Subject: Re: localhost security hole
To: Alan Barrett <apb@cequrux.com>
From: Robert Elz <kre@munnari.OZ.AU>
List: current-users
Date: 06/28/2003 21:35:55
    Date:        Sat, 28 Jun 2003 16:18:46 +0200
    From:        Alan Barrett <apb@cequrux.com>
    Message-ID:  <20030628141846.GT3711@apb.cequrux.com>

  | I can confirm that this flaw exists, and I think it's a bug in sendmail,
  | or sendmail's default configuration on NetBSD.

No, it is neither.

  | Applications like ping, telnet and ssh do not exhibit the problem.
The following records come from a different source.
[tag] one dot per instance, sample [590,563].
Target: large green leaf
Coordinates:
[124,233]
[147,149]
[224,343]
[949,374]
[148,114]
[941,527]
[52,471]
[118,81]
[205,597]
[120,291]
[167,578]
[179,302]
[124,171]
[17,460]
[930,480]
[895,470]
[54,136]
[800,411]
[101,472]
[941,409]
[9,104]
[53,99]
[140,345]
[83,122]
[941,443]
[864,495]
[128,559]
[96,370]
That's because they use getaddrinfo() (or gethostbyname()).   And they do
exhibit the problem if your nsswitch.conf is sane (does DNS lookups only,
or at least, DNS lookups before using /etc/hosts or other methods).
Preferring /etc/hosts is just a recipe for disaster in general.

  | The default sendmail.cf tries to handle "localhost" as a special case.

I suspect you're misreading that.

  | We should also check whether postfix has a similar problem.

It should, as it should also be looking for MX records, and that means
doing DNS queries, not hosts file lookups.   The normal recolver config
on NetBSD appends the local domain to any name that has not dots (which
is exactly what it should do, we don't want the root servers deluged with
queries every time someone does "ping foo", we want it to assume that
means foo.local.domain. first, and only fall back on "foo." if that fails,
there are even good arguments for never falling back on "foo." if the
name being queried has no dots in it at all - if you mean "foo." you
can say "foo." - that's so rare as to be a very unusual case).

Of course, "foo" == "localhost" shouldn't be treated as any kind of
special case.

And this is also why sticking "localhost.domain. IN A 127.0.0.1" in
all (relevant) forward zone files is still a *very* good idea (having
"localhost." is useful as well, to save the root servers, though in
practice it should rarely ever get used).